Journal of Advances in Computer Research Quarterly pISSN: 2345-606x eISSN: 2345-6078 Sari Branch, Islamic Azad University, Sari, I.R.Iran (Vol. 8, No. 4, November 2017), Pages: 87-94 www.jacr.jausari.ac.ir



# Efficient Reverse Converter for Three Moduli Set ${2^n - 1, 2^{n+1} - 1, 2^n}$ in Multi-Part RNS

Shiva Taghipour Eivazi<sup>⊠</sup>

Department of Computer Engineering, Tabriz Branch, Islamic Azad University, Tabriz, Iran

taghipour@iaut.ac.ir

Received: 2016/10/17; Accepted: 2017/01/07

## Abstract

Residue Number System is a numerical system which arithmetic operations are performed parallelly. One of the main factors that affect the system's performance is the complexity of reverse converter. It should be noted that the complexity of this part should not affect the earned speed of parallelly performed arithmetic unit. Therefore in this paper a high speed converter for moduli set  $\{2^n - 1, 2^{n+1} - 1, 2^n\}$  is proposed which is based on Two-Part RNS and Chinese Reminder Theorem. Using this method has increased the speed of reverse converter. To have an accurate comparison both unit gate model and synthesized silicon tools are used and their parameters are compared in terms of delay and area. Converters are implemented in hardware description language and correctness for various n values is verified by simulation and execution on Cadence. As the results show, the proposed circuit has lower delay by around 21% in comparison to previous presented converter.

Keywords: Chinese Remainder Theorem (CRT), Computer Arithmetic, Parallel Processing, Residue Number System (RNS), R/B Converter, VLSI Architectures

# 1. Introduction

Residue number system (RNS) is a numerical system which is able to perform the arithmetic operations parallelly on remainders of the selected moduli set. Because the residues are smaller than the original numbers and due to the carry free nature of RNS, arithmetic operations are performed fast [1], [2]; therefore this system is suitable for applications that perform arithmetic operations such as addition, subtraction and multiplication widely on a special boundary such as Digital Signal Processing (DSP) [3], image processing [4], [5] and digital filters [6], [7].

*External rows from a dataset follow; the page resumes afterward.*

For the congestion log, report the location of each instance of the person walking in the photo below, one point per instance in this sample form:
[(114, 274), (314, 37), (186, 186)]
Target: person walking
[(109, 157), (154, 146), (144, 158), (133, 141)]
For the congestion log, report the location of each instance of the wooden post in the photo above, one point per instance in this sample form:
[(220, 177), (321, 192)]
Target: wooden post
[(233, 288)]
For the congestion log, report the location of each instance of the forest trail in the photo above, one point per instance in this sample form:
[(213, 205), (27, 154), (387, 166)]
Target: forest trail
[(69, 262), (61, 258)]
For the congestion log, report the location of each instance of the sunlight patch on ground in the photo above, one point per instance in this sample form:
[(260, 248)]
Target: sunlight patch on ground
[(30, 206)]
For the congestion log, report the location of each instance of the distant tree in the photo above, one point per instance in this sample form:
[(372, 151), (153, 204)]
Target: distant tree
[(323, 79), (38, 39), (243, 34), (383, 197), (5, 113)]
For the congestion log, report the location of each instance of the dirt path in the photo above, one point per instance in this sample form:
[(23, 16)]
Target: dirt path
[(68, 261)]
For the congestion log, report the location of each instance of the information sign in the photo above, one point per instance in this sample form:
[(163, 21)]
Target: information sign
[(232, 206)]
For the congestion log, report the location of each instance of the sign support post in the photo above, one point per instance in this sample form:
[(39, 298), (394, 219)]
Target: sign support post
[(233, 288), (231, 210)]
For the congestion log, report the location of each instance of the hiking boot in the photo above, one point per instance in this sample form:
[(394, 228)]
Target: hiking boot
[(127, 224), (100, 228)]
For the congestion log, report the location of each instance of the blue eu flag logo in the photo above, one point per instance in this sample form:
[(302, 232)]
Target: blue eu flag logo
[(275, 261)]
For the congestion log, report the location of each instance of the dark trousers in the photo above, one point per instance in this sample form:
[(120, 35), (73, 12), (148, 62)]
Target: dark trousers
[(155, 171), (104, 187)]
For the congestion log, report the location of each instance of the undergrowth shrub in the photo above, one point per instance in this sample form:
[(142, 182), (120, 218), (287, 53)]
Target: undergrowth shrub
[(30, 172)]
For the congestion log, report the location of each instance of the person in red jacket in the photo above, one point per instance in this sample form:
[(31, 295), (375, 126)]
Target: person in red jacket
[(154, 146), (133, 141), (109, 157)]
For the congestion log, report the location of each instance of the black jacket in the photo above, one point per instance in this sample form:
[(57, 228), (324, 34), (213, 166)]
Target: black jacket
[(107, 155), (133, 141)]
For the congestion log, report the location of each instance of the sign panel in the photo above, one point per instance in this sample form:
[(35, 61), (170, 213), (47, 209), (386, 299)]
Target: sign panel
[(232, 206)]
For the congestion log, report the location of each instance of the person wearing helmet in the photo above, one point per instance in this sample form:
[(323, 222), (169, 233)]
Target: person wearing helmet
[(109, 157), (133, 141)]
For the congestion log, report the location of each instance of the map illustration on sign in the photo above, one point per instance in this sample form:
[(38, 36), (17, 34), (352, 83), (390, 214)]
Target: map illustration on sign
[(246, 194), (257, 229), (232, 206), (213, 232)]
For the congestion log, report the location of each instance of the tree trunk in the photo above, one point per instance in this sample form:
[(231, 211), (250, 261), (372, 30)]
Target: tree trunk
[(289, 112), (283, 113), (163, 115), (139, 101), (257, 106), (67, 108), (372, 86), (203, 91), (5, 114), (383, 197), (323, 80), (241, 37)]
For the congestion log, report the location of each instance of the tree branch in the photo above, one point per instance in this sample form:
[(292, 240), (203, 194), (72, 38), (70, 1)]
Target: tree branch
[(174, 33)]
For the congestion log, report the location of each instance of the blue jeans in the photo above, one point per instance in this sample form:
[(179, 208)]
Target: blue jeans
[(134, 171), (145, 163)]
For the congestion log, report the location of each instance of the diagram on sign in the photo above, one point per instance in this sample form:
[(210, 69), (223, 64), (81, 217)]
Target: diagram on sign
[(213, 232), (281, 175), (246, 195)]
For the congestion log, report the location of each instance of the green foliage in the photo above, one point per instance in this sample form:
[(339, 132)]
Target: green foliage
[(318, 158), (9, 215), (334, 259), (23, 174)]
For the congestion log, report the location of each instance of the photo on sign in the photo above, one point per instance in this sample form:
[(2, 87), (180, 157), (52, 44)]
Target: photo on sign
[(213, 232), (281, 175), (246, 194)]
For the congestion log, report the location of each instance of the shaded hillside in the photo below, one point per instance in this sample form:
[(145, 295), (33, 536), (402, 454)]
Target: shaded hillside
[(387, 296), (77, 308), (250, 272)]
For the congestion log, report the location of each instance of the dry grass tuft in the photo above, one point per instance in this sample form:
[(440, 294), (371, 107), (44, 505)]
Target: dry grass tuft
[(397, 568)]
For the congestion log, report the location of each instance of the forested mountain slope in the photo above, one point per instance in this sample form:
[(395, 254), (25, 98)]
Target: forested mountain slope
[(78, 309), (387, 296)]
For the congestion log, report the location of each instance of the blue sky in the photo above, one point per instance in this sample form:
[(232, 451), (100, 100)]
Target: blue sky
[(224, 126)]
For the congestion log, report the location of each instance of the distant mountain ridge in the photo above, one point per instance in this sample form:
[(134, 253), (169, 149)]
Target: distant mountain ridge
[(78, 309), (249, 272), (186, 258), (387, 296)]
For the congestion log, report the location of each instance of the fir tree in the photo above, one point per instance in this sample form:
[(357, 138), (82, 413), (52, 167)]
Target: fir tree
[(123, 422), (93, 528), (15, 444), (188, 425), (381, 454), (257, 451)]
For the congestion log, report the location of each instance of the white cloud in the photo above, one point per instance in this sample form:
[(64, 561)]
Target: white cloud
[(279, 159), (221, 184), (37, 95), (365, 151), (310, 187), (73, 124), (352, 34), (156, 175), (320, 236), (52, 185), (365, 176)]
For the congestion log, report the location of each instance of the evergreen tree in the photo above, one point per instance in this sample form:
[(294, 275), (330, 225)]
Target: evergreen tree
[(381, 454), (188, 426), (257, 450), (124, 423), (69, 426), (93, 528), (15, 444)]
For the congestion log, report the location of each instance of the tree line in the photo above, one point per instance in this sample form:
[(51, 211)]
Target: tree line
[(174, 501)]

To use RNS, numbers should be converted into the residue representation following the arithmetic operations. Then the resulting numbers are converted to the desired system.

By the above mentioned description, the converter's operations are the most overloaded computation of RNS that will lead to increase of time complexity. Fortunately forward converter could be implemented simply by using modular adders [8]. But backward converter is the most complex step which burdens a high time complexity to the system. To decrease the overload of reverse converter using multipart RNS is suggested in this paper.

## 2. Multi-Part RNS

Consider number (A) in binary representation, be represented by  $\{a_{m-1}, a_{m-2}, ..., a_0\}$ .

To convert this number to multi-part RNS, the original number is partitioned into some parts. Each of which requires a corresponding and independent moduli sets. For example the number below is partitioned into two parts.

$$\{\underbrace{a_{m-1}, a_{m-2}, ..., a_n}_{part(a)m-nbit}, \underbrace{\{a_{n-1}, a_{n-2}, ..., a_0\}}_{part(b)nbit}\}$$

The following steps are performed for each part:

The forward converter is implemented parallelly.

The arithmetic operations are performed on each part's moduli set. Note that the output carry of each part should be carried out to the next.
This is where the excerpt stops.